Take Control


Better managed inventories, for food and labour, is the secret to success

Chefs and restaurateurs are celebrating the gradual extinction of the tedious spreadsheet and, even better, the pen and paper. With new forms of innovative inventory control software on the rise, the days of jotting down inventory items on a sheet of paper and entering them onto a spreadsheet are coming to an end. This, thankfully, should help foodservice managers eliminate wasteful spending while saving time.

“You can do it [inventory checks] in 20 per cent of the time,” said Bob Parrotta, foodservice director at Butchart Gardens, a bed and breakfast based in Brentwood Bay, B.C. “If a restaurant is of a certain size, I can’t see them operating without it.”

The “it” is inventory control software, and it’s as varied as it is helpful. Some systems send data wirelessly to handheld devices while others amalgamate inventory information from various locations based on previously made spreadsheets and instantly prepare a streamlined report that can be accessed from a central location, like a head-office computer. The software is often designed to match the requirements of the restaurant and can be customized to suit a customer’s unique needs and, most importantly, his or her budget.

Before the system is installed, however, restaurant owners need to lay some groundwork. The first step often involves producing a comprehensive, electronically accessible list of inventory. Once the system is installed, the technology keeps track of what products the restaurant have in stock, how much is used on a daily or weekly basis and how much more of a particular ingredient will need to be purchased if there is be a spike in demand. It will also provide restaurant owners with an accurate report on actual use versus projected use, thus identifying any possible problems with over-serving.
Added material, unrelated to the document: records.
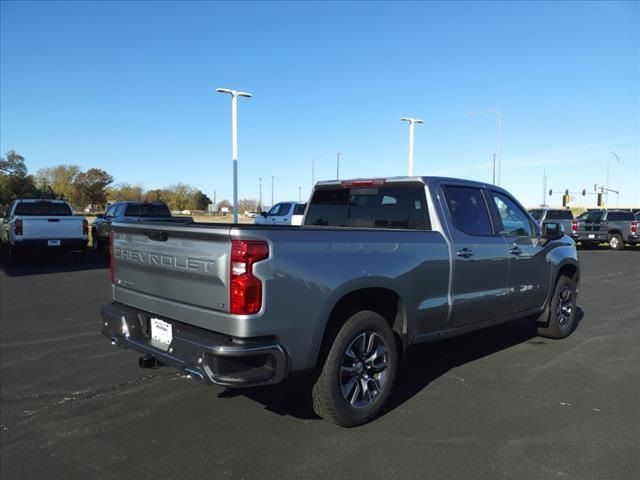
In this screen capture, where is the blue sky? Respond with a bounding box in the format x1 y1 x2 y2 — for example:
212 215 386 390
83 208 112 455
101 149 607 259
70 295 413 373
0 1 640 206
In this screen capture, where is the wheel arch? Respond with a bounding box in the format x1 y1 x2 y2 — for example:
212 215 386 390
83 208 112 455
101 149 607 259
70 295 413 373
315 286 407 365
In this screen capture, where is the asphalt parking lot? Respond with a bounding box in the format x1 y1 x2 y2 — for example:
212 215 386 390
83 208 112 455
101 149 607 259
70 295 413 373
0 247 640 480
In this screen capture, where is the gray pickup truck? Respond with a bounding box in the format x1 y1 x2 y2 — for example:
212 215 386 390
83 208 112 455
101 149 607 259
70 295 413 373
101 177 580 426
574 210 640 250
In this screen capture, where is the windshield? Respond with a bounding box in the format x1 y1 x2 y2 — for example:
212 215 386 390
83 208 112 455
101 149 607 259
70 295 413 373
124 203 171 217
529 210 544 221
14 201 73 217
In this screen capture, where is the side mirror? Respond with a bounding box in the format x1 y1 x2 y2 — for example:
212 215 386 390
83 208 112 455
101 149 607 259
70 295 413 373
541 222 564 240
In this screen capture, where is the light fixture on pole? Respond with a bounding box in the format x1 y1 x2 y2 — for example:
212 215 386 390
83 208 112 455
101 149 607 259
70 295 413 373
216 88 253 223
605 152 620 208
400 117 424 177
469 109 502 186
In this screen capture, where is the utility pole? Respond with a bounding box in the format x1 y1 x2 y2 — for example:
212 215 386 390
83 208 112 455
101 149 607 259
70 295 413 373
400 117 424 177
491 153 496 185
216 88 252 223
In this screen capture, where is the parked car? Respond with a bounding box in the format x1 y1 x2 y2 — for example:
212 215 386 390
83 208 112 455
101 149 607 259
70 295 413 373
101 177 580 426
529 208 578 240
575 210 640 250
0 198 89 261
91 201 192 252
255 202 307 225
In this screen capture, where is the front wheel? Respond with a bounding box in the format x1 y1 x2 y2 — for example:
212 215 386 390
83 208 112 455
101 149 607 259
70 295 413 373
609 233 624 250
311 310 398 427
538 275 576 339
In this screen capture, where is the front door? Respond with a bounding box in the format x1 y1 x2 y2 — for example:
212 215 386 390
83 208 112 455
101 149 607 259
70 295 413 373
488 190 551 313
443 185 509 327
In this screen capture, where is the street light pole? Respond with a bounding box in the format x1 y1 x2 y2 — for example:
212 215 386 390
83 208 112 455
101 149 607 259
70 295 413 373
216 88 253 223
606 152 620 208
400 117 424 177
469 109 502 186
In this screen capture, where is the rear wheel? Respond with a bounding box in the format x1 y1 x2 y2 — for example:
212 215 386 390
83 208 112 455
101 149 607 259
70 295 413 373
609 233 624 250
538 275 576 338
311 310 398 427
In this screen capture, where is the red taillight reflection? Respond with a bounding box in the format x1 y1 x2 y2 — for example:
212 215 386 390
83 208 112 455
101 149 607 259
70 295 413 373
340 178 386 188
229 240 269 315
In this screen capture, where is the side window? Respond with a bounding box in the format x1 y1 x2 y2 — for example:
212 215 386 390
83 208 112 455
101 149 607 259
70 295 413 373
305 188 349 227
490 192 534 237
375 187 431 230
444 185 493 236
114 203 127 217
267 203 291 217
607 212 634 222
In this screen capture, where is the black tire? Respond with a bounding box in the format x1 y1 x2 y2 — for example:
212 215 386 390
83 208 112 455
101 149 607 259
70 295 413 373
91 230 104 253
538 275 576 339
609 233 624 250
311 310 398 427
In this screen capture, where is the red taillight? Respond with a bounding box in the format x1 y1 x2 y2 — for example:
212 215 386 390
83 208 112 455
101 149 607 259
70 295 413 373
230 240 269 315
340 178 386 188
109 230 116 285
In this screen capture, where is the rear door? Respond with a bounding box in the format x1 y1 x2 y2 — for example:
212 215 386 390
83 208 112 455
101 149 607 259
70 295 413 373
442 184 511 327
488 190 551 313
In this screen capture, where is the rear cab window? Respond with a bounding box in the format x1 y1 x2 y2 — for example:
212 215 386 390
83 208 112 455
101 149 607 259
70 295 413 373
546 210 573 220
14 201 73 217
124 203 171 217
443 185 493 236
305 184 431 230
607 212 635 222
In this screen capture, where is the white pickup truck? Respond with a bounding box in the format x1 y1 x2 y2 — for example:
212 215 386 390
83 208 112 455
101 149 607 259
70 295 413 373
0 198 89 261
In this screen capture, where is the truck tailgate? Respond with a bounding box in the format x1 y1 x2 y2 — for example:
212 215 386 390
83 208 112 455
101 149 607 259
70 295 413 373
113 222 230 316
19 215 83 240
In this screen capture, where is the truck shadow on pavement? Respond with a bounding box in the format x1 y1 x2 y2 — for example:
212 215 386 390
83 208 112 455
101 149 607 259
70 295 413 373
0 252 109 277
225 307 584 420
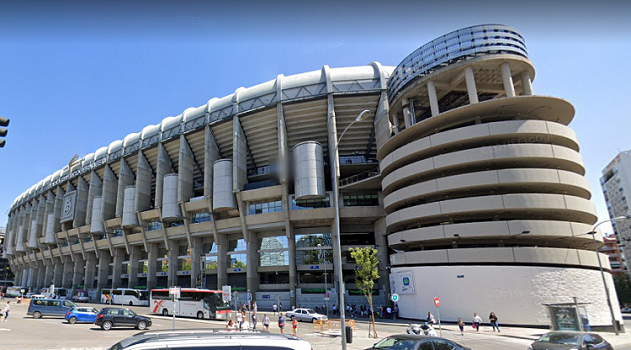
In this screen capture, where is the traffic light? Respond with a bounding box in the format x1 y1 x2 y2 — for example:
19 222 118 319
0 117 9 148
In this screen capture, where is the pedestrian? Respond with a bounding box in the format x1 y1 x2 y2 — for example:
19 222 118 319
473 312 482 332
458 318 464 335
263 314 269 332
252 314 259 330
237 310 243 330
2 301 11 322
278 312 285 334
427 311 438 324
489 312 501 332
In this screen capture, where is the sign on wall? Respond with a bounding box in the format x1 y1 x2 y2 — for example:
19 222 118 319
390 271 415 294
60 191 77 223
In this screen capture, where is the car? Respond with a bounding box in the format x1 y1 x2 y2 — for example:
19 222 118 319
285 308 328 322
94 307 151 331
528 331 613 350
366 334 471 350
26 299 77 318
65 307 99 324
109 328 311 350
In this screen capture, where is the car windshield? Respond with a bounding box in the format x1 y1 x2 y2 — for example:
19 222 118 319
373 338 417 350
539 333 580 345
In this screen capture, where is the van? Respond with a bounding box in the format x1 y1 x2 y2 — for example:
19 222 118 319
26 299 77 318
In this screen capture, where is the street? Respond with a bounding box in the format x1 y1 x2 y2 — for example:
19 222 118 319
0 304 631 350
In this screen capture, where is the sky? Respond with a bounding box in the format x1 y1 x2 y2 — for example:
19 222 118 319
0 0 631 232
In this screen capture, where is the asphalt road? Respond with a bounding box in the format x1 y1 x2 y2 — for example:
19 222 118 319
0 304 580 350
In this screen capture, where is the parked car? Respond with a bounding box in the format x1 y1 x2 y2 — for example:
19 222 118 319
285 309 328 322
66 307 99 324
94 307 151 331
366 334 471 350
109 329 311 350
26 299 77 318
528 332 613 350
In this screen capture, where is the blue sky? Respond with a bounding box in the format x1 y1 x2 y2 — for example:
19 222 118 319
0 1 631 235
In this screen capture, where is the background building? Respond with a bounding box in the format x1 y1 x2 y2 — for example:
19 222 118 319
600 151 631 271
1 25 621 325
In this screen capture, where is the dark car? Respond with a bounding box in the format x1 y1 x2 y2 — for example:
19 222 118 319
528 332 613 350
94 307 151 331
366 334 471 350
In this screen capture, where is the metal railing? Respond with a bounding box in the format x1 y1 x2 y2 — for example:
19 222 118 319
387 24 528 103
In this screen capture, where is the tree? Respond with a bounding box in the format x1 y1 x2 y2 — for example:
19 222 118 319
350 247 379 338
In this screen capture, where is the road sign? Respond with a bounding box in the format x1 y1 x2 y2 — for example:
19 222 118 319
221 286 232 302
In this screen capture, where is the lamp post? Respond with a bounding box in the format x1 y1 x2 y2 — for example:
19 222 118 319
577 216 630 335
318 243 329 318
332 109 370 350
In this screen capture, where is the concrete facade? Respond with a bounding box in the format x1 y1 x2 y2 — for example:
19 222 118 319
0 25 619 325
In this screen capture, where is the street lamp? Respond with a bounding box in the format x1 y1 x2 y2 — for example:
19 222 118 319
587 216 631 335
318 243 329 318
333 109 370 350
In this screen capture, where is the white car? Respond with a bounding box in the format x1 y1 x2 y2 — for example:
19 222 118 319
285 309 328 322
109 329 312 350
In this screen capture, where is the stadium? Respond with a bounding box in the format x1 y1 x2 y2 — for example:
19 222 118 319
5 25 622 326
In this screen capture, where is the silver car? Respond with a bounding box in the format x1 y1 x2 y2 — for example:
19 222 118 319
285 309 328 322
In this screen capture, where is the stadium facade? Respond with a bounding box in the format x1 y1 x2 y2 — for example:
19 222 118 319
6 25 622 325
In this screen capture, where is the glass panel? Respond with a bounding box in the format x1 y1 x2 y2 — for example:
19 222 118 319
228 239 248 252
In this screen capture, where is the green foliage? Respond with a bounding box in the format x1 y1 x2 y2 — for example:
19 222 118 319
349 247 379 299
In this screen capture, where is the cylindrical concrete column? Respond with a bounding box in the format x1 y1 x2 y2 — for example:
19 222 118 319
217 234 228 288
147 243 158 290
162 174 182 220
90 196 105 234
121 186 138 228
502 62 515 97
521 71 534 96
401 98 412 129
213 159 237 211
464 67 480 104
427 80 440 117
293 141 325 200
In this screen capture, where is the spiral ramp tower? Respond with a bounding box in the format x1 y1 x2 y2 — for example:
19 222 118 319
377 25 622 326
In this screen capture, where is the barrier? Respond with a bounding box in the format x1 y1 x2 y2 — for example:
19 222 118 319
313 319 355 334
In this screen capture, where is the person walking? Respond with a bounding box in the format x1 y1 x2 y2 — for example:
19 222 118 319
0 301 11 322
489 312 501 332
473 312 482 332
263 314 269 332
278 312 285 334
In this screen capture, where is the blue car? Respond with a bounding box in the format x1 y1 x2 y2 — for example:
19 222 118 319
66 307 99 324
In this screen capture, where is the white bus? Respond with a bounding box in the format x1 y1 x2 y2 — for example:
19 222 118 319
151 288 230 320
101 288 149 306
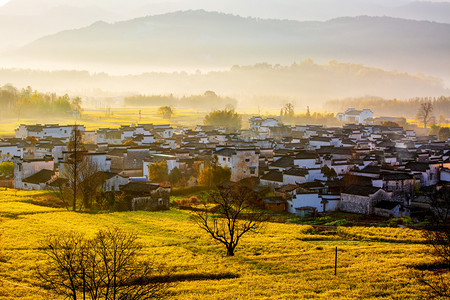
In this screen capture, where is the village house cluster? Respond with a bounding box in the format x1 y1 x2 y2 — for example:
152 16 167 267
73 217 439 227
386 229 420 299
0 115 450 217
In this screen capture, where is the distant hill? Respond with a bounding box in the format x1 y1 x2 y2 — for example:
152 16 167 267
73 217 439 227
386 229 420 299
0 0 450 52
4 10 450 82
0 60 450 110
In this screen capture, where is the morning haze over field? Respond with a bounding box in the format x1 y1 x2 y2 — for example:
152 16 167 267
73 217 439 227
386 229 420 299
0 0 450 300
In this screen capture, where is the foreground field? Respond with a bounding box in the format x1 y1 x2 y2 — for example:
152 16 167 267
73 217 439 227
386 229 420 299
0 190 442 299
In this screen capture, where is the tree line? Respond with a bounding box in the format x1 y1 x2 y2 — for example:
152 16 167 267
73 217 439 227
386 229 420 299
327 96 450 121
124 91 237 110
0 84 82 119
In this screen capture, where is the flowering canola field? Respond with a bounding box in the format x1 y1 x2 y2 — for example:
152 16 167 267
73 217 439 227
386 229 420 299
0 190 440 299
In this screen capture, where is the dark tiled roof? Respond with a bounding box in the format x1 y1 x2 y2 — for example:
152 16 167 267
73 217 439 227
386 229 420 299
375 200 400 210
261 170 283 182
344 185 380 197
215 148 236 156
120 182 159 193
276 184 298 193
22 169 55 184
405 161 430 172
284 168 308 176
381 173 413 180
299 181 325 189
295 151 317 159
270 156 294 168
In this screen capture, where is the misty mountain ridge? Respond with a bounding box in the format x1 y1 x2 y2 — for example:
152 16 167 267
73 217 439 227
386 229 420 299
0 59 450 109
0 0 450 51
4 10 450 81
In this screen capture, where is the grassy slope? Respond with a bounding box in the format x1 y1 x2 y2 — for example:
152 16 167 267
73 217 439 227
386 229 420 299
0 190 440 299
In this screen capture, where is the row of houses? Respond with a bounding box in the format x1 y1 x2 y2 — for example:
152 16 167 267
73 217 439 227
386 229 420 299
0 116 450 216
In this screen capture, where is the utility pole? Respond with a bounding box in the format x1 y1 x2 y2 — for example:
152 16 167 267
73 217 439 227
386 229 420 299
73 124 78 211
334 246 337 276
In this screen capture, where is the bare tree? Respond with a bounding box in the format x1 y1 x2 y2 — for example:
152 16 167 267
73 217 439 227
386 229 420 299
417 101 433 128
37 233 86 300
38 228 168 300
58 125 103 211
193 184 265 256
419 187 450 298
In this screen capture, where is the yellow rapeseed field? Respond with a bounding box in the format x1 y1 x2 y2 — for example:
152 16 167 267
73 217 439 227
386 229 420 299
0 190 444 299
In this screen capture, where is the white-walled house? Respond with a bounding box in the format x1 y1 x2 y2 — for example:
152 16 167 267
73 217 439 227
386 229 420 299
0 145 23 163
336 108 373 124
287 188 340 215
15 124 86 139
142 154 180 179
13 157 54 189
214 147 259 181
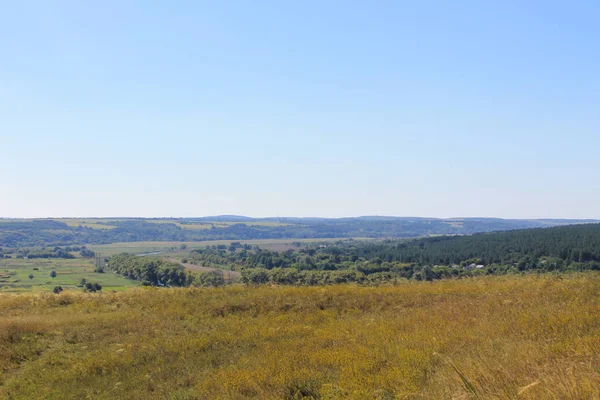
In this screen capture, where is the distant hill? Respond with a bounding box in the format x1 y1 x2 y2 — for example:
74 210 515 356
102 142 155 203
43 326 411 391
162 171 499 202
0 215 600 247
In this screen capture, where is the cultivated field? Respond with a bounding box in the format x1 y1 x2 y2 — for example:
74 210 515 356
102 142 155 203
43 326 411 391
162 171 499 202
0 258 138 293
0 273 600 399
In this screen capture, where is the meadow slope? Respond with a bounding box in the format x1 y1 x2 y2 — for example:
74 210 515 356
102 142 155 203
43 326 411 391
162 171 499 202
0 273 600 399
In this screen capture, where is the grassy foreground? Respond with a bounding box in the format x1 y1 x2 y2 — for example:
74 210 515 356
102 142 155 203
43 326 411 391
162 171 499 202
0 273 600 399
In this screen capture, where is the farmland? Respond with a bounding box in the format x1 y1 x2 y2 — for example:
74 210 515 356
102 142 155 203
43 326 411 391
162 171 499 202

“If there’s a downfall [for operators] in the industry, it’s labour and inventory,” says CCI Management Solutions CEO, RJ Lesher. “You need tight control on both aspects of that.”

The word “control” may sound ominous, but the latest inventory control systems are about keeping costs down by identifying and correcting commonplace errors that could lead to excessive financial waste. The software tracks how fast inventory is moving out, so chefs and owners can place new orders accordingly and avoid overstocking. It also tracks labour cycles, and will even prompt owners to accurately schedule employees based on recorded patterns in restaurant traffic. Last Friday was quiet? Perhaps this one will be, too. Your computer will remind you of last week’s count, and you can decide whether you need more or less staff that day.

“Choosing the right software depends on your business,” says FS Strategy consultant Andrew Waddington. “It should track what’s left over at the end of the day. The future [of foodservice technology] is making things as easy as possible. Operators need control over everything that is in their store, and it’s always worth the investment. Controls are paramount.”

These systems can turn a tedious, hours-long inventory count into a minutes-long exercise in convenience and accuracy. However, like many things, it comes at a cost. The latest inventory control software, depending on how innovative it is, typically costs between $3,000 and $7,000. For a large chain restaurant, the start-up costs will be practically reimbursed in the first few months, especially when noticeable declines in wasted food are present. For the mom-and-pop shop, a four-figure expenditure might be daunting; but the loss prevention can make it worthwhile.

“We’ve reduced food costs by two per cent,” says Parrotta. “I can now pin-point and correct deficiencies before they hurt us.”

The deficiencies Parrotta is talking about are simply products of occasionally unavoidable human error. He uses the example of a chef serving up a thick cut of meat that may be a bit larger than it should be. The diner won’t pay extra for the few extra inches of strip sirloin, and the meat supply will deplete faster without the operator having made a proper return on the investment.

For Parrotta, the software has to work triple-time. Butchart Gardens is home to 10 food and drink establishments, and he needs to see accurate records of what goes into the fine-dining restaurant, the coffee shop and the warehouse. “[The software] gives chefs and front-house staff a platform to work off of,” says Parrotta. “We have a clear indication of how we’re performing.”

Those performances, should they falter one day when the kitchen gets hectic, can be fixed within hours of discovering an avoidable blunder, rather than days or weeks after the fact.

“You want the biggest bang for your dollar,” says Parrotta. “You’d be silly not to take that opportunity.”